Une continuité dans l’Histoire

La Province tient son nom des Gaulois présents dans la région, déjà dans cette boucle du Lot. Cette peuplade celtique, les Cadurques, à l’étymologie incertaine, donnèrent leur nom à la civitas gallo-romaine ainsi qu’à sa subdivisassions administrative impériale qu’on nomme le diocèse. Translitération après translitération, le diocèse et la cité devinrent Cahors. Le Quercy recouvre donc l’antique diocèse de Cahors, subdivision romaine, avant d’être entité catholique. Mais, bien que détachée de province à province, de comté à comté, le Quercy garda au fil du temps son unité autour de l’évêque de Cahors, homme fort de la région qui la réorganisa en différentes seigneuries ecclésiastiques, maillant ainsi le territoire de façon originale.
Au cœur des querelles religieuses cathares d’abords, réformées ensuite, la région n’est pas non plus épargnée par la peste noire, les famines et les luttes de pouvoir, notamment celles concernant leur suzerain de Toulouse, ou face aux Anglais, considérant cette terre de Guyenne, leur. Si le traité de Brétigny Calais signa la reddition du Quercy aux Anglais, on doit à Duguesclin sa reconquête pour Charles V. Intégrée au royaume de France par saint Louis, mais définitivement acquise qu’en 1472, le Quercy, appelé aussi Haute Guyenne, fit le choix assumé de Charles VII face aux Anglais et aux Bourguignons. Choix qui permet de renverser la balance en faveur du roi légitime.

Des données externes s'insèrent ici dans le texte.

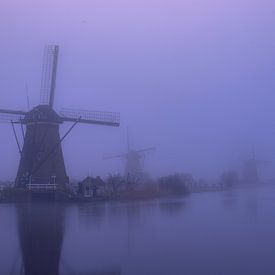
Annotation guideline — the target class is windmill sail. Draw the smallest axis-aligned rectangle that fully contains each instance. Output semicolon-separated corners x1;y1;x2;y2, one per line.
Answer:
0;109;26;122
40;45;59;108
59;109;120;127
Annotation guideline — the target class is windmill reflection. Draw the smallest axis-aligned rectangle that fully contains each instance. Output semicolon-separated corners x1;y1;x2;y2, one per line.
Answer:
15;203;121;275
17;204;65;275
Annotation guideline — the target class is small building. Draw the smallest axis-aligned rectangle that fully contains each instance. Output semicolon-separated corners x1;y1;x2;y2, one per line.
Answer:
78;177;106;198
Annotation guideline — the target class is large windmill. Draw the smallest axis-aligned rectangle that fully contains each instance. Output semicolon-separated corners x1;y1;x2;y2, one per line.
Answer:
0;45;120;194
104;130;155;182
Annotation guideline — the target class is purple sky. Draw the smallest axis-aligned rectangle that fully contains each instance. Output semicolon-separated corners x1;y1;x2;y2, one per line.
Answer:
0;0;275;179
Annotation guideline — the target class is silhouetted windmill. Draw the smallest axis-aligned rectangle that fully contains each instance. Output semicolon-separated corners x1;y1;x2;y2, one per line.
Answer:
0;45;120;195
104;130;155;182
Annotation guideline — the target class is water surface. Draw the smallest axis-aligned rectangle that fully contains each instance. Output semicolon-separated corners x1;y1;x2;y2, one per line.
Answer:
0;187;275;275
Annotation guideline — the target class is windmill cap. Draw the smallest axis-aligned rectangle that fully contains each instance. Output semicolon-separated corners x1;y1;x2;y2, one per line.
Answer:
24;105;63;124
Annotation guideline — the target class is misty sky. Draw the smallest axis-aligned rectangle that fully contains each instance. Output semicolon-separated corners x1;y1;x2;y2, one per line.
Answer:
0;0;275;179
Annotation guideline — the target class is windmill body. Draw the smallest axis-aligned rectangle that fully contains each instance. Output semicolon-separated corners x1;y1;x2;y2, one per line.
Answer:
0;45;119;193
104;131;155;182
15;105;68;188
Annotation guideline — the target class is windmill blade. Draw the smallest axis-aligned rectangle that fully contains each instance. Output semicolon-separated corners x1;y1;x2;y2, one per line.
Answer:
40;45;59;108
59;109;120;127
103;154;127;160
0;109;27;123
136;147;156;153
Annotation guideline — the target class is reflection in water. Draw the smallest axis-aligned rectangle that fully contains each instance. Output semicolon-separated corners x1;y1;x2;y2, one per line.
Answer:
222;190;238;210
3;187;275;275
159;200;186;216
17;204;64;275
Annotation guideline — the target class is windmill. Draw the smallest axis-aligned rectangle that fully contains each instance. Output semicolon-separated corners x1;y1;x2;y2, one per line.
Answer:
0;45;120;194
104;129;155;182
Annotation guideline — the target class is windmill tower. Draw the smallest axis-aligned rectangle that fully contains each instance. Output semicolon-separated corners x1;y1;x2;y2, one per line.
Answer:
0;45;120;195
104;129;155;182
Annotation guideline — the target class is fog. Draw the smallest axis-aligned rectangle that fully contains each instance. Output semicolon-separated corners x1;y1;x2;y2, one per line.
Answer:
0;0;275;179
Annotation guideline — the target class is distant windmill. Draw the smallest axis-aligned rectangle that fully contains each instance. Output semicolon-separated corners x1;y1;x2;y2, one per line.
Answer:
104;129;155;181
243;150;271;182
0;45;120;194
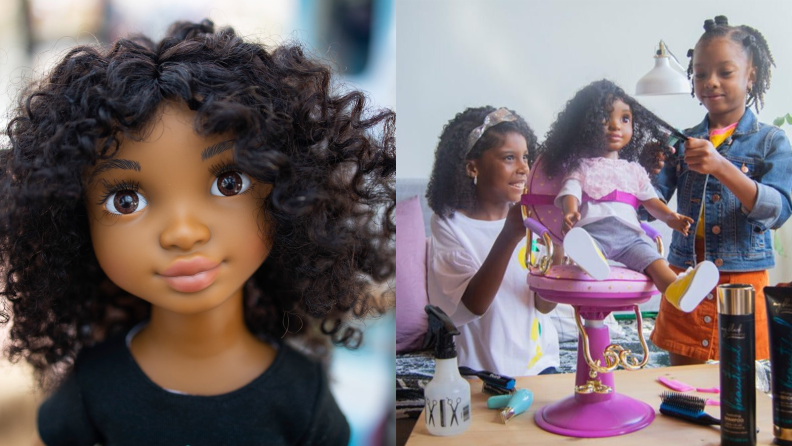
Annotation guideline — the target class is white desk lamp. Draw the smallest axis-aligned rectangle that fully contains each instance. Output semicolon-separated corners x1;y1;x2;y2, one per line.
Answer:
635;40;690;96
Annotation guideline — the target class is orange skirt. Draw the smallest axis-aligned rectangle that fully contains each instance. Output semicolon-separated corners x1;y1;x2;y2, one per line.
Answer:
649;266;770;360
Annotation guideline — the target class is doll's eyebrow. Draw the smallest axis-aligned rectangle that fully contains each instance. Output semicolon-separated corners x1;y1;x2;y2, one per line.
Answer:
88;159;140;182
201;139;234;161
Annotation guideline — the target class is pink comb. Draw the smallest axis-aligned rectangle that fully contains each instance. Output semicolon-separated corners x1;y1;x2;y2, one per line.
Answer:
657;376;696;392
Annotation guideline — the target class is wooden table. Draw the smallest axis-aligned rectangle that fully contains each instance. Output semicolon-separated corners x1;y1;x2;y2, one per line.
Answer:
407;364;773;446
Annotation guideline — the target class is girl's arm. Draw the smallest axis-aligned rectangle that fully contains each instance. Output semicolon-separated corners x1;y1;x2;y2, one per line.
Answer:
462;205;525;316
641;198;693;236
685;138;759;212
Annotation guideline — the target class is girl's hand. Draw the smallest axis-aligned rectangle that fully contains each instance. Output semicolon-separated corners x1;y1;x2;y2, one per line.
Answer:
685;138;725;177
561;211;580;234
665;212;693;237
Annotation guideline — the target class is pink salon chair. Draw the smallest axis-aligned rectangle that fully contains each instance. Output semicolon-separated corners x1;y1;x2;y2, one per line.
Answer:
522;158;663;438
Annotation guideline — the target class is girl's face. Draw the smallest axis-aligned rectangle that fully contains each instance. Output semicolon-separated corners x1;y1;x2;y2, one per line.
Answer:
467;132;530;204
603;99;633;159
693;37;756;127
85;104;271;314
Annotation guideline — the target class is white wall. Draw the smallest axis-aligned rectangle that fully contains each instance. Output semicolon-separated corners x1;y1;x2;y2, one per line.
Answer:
396;0;792;178
396;0;792;284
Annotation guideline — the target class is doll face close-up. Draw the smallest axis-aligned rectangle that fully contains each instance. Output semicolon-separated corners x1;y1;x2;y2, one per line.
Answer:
468;132;530;203
85;104;271;314
693;37;755;125
604;99;633;156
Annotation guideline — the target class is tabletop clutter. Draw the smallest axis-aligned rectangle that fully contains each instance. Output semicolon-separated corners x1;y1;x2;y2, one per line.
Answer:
424;284;792;446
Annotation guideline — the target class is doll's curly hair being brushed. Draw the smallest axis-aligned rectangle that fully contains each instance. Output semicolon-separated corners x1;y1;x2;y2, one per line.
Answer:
0;20;396;387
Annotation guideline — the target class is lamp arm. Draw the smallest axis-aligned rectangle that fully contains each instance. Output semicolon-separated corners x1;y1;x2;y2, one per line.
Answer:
660;40;687;76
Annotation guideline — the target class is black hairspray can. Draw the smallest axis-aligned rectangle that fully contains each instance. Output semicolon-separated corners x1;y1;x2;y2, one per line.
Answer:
718;284;756;446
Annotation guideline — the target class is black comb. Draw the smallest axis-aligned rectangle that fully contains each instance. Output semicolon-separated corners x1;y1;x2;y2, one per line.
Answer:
660;392;720;426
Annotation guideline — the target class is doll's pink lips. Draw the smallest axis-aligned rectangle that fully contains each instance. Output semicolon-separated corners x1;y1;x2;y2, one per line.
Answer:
160;257;220;293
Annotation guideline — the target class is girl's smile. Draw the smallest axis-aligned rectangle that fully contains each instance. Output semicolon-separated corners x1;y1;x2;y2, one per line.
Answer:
693;37;756;128
160;257;221;293
468;132;530;220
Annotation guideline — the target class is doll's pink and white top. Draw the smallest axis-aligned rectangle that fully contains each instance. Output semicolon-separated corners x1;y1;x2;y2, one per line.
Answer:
555;157;657;234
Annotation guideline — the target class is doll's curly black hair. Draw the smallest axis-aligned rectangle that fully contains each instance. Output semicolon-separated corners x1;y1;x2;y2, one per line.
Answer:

Une région charnière, à la croisée des destins

Région éloignée du pouvoir, elle fut traversée par les rivalités des seigneurs féodaux et de leurs suzerains, par les excès de la croisade contre les cathares au point que c’est le roi qui temporisa par sa protection. Les paysans garderont tout au long de l’Histoire quercynoise une farouche indépendance rebelle. Les jacqueries ne manquent pas. Si la plus célèbre est la révolte des croquants (1594 et 1624), les révoltes anti féodales durant la révolution furent également violentes.

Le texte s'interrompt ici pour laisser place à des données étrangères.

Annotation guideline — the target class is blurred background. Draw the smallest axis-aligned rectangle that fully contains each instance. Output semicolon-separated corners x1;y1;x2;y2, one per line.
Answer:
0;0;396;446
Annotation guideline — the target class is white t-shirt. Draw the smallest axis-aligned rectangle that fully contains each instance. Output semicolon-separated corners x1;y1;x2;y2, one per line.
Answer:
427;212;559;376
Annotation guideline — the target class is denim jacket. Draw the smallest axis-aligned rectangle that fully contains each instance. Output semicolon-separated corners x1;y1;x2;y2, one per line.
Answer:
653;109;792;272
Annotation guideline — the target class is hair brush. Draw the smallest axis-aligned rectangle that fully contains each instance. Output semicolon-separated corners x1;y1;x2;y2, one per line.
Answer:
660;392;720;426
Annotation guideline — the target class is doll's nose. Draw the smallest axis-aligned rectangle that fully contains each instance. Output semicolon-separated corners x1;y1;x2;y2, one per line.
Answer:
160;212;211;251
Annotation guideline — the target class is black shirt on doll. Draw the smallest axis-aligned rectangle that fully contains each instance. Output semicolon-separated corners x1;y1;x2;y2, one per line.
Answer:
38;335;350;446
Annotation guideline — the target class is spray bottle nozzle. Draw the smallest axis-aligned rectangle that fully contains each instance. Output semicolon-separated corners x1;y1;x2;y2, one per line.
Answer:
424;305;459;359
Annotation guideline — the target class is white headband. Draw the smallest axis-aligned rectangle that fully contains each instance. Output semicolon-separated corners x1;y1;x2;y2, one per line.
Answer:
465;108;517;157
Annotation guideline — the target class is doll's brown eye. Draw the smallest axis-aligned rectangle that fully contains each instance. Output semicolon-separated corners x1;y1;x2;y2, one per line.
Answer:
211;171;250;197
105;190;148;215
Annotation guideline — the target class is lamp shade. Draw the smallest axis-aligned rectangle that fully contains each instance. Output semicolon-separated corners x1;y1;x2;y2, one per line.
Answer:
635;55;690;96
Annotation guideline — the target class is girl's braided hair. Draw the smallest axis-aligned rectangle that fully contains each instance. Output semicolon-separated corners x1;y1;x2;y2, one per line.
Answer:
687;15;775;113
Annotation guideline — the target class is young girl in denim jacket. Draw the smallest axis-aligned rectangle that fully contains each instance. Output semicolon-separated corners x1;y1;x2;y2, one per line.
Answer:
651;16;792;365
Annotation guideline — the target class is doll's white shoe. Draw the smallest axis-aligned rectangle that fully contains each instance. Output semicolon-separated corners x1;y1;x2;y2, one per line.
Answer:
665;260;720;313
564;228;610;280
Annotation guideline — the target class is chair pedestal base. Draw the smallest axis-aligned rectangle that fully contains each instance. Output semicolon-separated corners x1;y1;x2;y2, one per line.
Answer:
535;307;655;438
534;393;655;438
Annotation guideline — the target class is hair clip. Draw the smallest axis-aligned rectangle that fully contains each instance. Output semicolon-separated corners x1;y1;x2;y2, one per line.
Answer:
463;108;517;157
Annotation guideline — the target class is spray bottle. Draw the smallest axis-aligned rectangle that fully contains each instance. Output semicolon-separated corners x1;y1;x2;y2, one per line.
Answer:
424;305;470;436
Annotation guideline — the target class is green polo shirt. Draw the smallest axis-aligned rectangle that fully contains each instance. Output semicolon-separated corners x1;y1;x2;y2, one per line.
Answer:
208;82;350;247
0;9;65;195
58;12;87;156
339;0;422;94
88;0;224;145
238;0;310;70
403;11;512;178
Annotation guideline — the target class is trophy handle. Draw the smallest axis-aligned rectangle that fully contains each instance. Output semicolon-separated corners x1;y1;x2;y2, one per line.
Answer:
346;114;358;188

La région qui nous concerne, pour les vins de Cahors, est donc ce Haut Quercy tourné vers le royaume de France, catholique et paysan, seigneurial et indépendant. Grand lieu de pouvoir, constellation d’abbayes et de prieurés, le diocèse de Cahors avait même son université ou étudia le grand Fénelon (depuis nom d’un cocktail délicieux). Si la région semble aujourd’hui déserte et endormie, elle garde probablement la physionomie de sa grandeur, sereine et mouvementée, retirée autant que point de bascule. Se promener dans la région, sillonner entre causses et rivières, forêts et cirques naturels avant d’atteindre le prochain village perché ou fortifié est une véritable plongée dans l’Histoire de laquelle on ne serait pas surpris de voir surgir d’un pont un paysan révolté, fourche en main, un seigneur chevauchant brides abattues jusqu’à son donjon, des moines desservants les villages ou Duguesclin à la reconquête de la province.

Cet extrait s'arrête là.